En una entrevista con The Associated Press en Islamabad el miércoles, el ministro Tarar afirmó que Pakistán “solo atacó infraestructura terrorista”.

“Solo fuimos tras el régimen talibán afgano, sus estructuras militares, su infraestructura terrorista y todas las estructuras que están apoyando o promoviendo a terroristas”, aseguró Tarar.

El conflicto entre ambas naciones ha registrado repetidos enfrentamientos transfronterizos, así como ataques aéreos dentro de Afganistán —incluidos varios en la capital— desde que comenzó a finales de febrero.

Islamabad acusa a Kabul de proteger a milicianos que llevan a cabo ataques dentro de Pakistán, especialmente a los talibanes paquistaníes. El grupo es independiente, pero es aliado de los talibanes afganos, que tomaron el control de Afganistán en 2021 tras la caótica retirada de las tropas lideradas por Estados Unidos. Kabul niega la acusación.

Funeral masivo

El miércoles caía una lluvia ligera mientras las ambulancias se alineaban fuera del cementerio y comenzaban a descargar ataúdes sencillos de madera. El funeral masivo fue para víctimas que eran de la provincia de Kabul y cuyos cuerpos ya habían sido identificados. Las víctimas de otras partes de Afganistán serían trasladadas a sus provincias de origen para su entierro, indicaron las autoridades.

El hospital Omid, con 2.000 camas, fue alcanzado alrededor de las 9 p.m. del lunes. Fue renombrado y ampliado hace aproximadamente un año a partir de un centro de tratamiento ya existente, como parte de los esfuerzos del gobierno talibán por erradicar un importante problema de adicción a las drogas en el país.
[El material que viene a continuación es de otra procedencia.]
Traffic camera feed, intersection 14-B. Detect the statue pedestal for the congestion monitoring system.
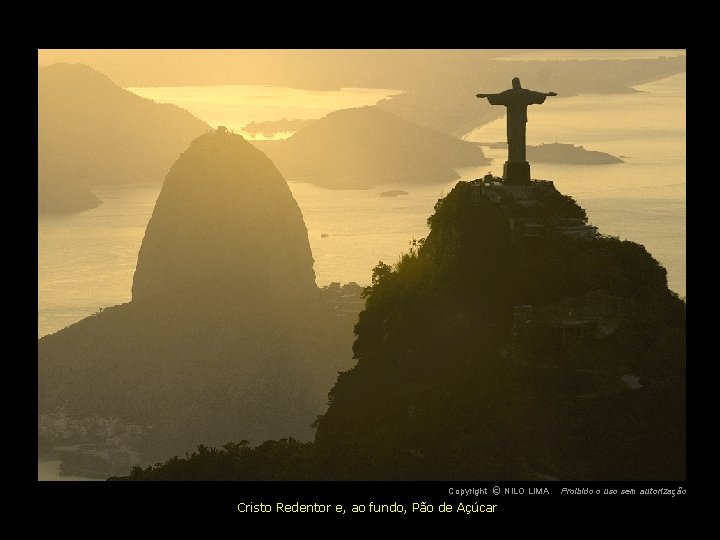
[503,161,530,184]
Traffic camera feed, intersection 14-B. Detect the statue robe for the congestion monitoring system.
[487,88,547,162]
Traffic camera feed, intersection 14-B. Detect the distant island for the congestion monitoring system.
[478,142,625,165]
[251,106,490,189]
[242,118,315,137]
[38,64,210,213]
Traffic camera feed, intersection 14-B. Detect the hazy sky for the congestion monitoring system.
[38,49,685,89]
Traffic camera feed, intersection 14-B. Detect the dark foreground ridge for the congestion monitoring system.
[119,177,685,480]
[38,129,361,471]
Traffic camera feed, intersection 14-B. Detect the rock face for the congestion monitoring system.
[315,182,686,480]
[253,107,490,189]
[38,64,210,211]
[38,131,353,463]
[132,131,315,300]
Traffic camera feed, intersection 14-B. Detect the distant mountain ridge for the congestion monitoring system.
[253,106,490,189]
[38,64,210,211]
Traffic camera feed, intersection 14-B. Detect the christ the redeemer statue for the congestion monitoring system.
[476,77,557,184]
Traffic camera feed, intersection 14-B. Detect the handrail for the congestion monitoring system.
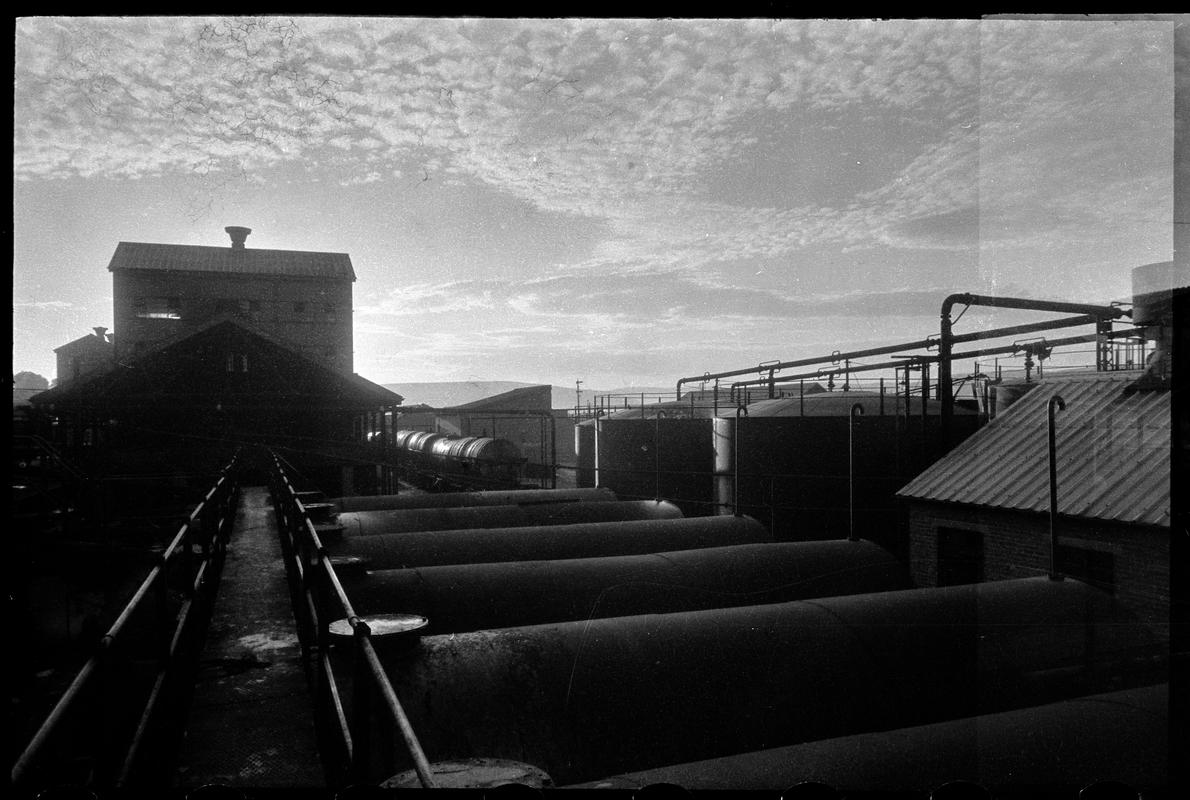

Los vastos campos de amapola de Afganistán han sido la fuente de gran parte de la heroína del mundo y eso, en combinación con décadas de conflicto y una pobreza generalizada, ha alimentado una adicción a las drogas que los actuales gobernantes del país han prometido combatir.

El lugar, cerca del aeropuerto internacional de Kabul, está junto a una antigua base militar de la OTAN, Camp Phoenix, donde las fuerzas de Estados Unidos solían entrenar al Ejército Nacional Afgano. No estaba claro de inmediato qué albergaba ahora el sitio. El ataque provocó un incendio intenso en los hospitales, y las imágenes de la televisión local mostraban a equipos de rescate revisando los escombros con linternas hasta avanzada la noche del lunes, mientras los bomberos luchaban por extinguir las llamas.

Tarar señaló que los ataques de Pakistán “han sido muy precisos y se llevaron a cabo contra un depósito de municiones en Kabul. A raíz de eso, vimos humo y llamas en la atmósfera en Kabul”.

Afirmó que la posterior pérdida de vidas, que no cuantificó, ocurrió “porque había municiones, había equipo técnico, había armas allí en ese depósito”.

El martes por la mañana, todavía estaban sacando cuerpos de los restos humeantes del hospital.

El portavoz del gobierno afgano, Zabihullah Mujahid, condenó el ataque y acusó a Pakistán de “atacar hospitales y sitios civiles para perpetrar horrores”. Manifestó que los fallecidos eran “civiles inocentes y adictos”.

Los combates, los más graves entre los dos vecinos, comenzaron a finales de febrero después de que Afganistán lanzó ataques transfronterizos en respuesta a ataques aéreos paquistaníes. Los enfrentamientos interrumpieron un alto el fuego mediado por Qatar en octubre, después de que combates anteriores mataran a decenas de soldados, civiles y presuntos milicianos.

Pakistán declaró el mes pasado que estaba en “guerra abierta” con Afganistán. El conflicto ha alarmado a la comunidad internacional, en particular porque es una zona con otras organizaciones extremistas, incluidas Al Qaeda y el grupo Estado Islámico, que están intentando resurgir.